Les vitraux déposés de la Sainte Chapelle réunis dans une petite salle du musée témoignent du goût des maitres-verriers parisiens pour les bleus sombres et les rouges ardents et pour les scènes en médaillon rendues avec une féconde imagination
Le goût pour les vitraux en grisaille est une nouveauté du XIVe siècle, moins chers que les vitraux colorés, ils convenaient mieux comme décor diaphane aux grandes baies des architectures devenues si légères
Dans une belle et grande salle ornée de tapisseries, figurent de nombreux retables et surtout les sculptures sur bois dédiées au culte marial
Ces Vierges à l’Enfant des ateliers du Nord témoignent de la nouvelle sensibilité de la fin du Moyen Age, où la Vierge est devenue une femme accomplie aussi belle que douce, bien féminine inspirée sans doute d’un modèle concret et aimé de l’artiste
Attitude naturelle, charme du sourire dans un visage calme, sensibilité frémissante, enjouement de l’enfant, grâce toute humaine en somme en font des œuvres admirables
Des sculptures aux plis des vêtements comme chiffonnés ou pliés, des boucles de cheveux qui s’envolent autour des visages lisses et rayonnants, reflet d’une vie spirituelle, témoignent de la virtuosité des ateliers de sculptures sur bois dans les pays germaniques au tournant du siècle
Le style des ateliers de Bruxelles joue sur l’extrême préciosité du costume, l’élégance nerveuse et la séduction de la jeunesse
Cette jeune femme à la coiffure d’une certaine grâce mondaine, pleine de distinction évoque bien le style de vie aristocratique à la Cour des Ducs de Bourgogne
Quelques tableaux de dévotion peints dans des ateliers du Nord témoignent de la survivance d’un style de peinture où l’observation du réel est transcrite avec un émerveillement et un enchantement poétique
Mais en pleine Renaissance, ce style tardif et emprunté n’est plus que habile poncif avec des figures aux mornes expressions
Un seul Ange Gabriel, assez falot, ne comblant sûrement pas l’attente du commanditaire, le peintre a donc convoqué toute une armée d’anges afin de rendre la scène plus convaincante !

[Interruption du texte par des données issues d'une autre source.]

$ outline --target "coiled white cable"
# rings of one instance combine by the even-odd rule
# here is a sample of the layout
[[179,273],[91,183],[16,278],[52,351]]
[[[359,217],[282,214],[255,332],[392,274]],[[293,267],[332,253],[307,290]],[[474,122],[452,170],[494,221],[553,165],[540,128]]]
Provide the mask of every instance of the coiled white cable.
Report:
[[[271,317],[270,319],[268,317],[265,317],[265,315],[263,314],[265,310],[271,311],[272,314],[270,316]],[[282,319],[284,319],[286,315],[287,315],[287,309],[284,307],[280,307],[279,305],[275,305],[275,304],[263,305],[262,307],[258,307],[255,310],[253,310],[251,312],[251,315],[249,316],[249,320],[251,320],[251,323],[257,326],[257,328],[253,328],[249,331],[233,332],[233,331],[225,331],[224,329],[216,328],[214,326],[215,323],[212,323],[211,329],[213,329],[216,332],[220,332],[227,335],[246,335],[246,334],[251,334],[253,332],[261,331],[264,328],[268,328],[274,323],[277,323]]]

La mode du XVe siècle avec les coiffures extravagantes et les robes très ajustées des jeunes femmes de la Cour…
…introduit l’exposition d’objets de la vie quotidienne médiévale, miroirs et coffrets à bijoux en ivoire sculptés…
…Et encore de beaux et grands peignes, petits chef-d’œuvre d’art décoratif
La salle abritant les textiles présente généralement en alternance le fond très riche de tissages byzantins et de broderies coptes
Au moment de ma dernière visite, très peu de pièces soumises à mon admiration
Les tapisseries dont la célèbre Dame à La Licorne feront l’objet d’un article tout entier…à suivre donc !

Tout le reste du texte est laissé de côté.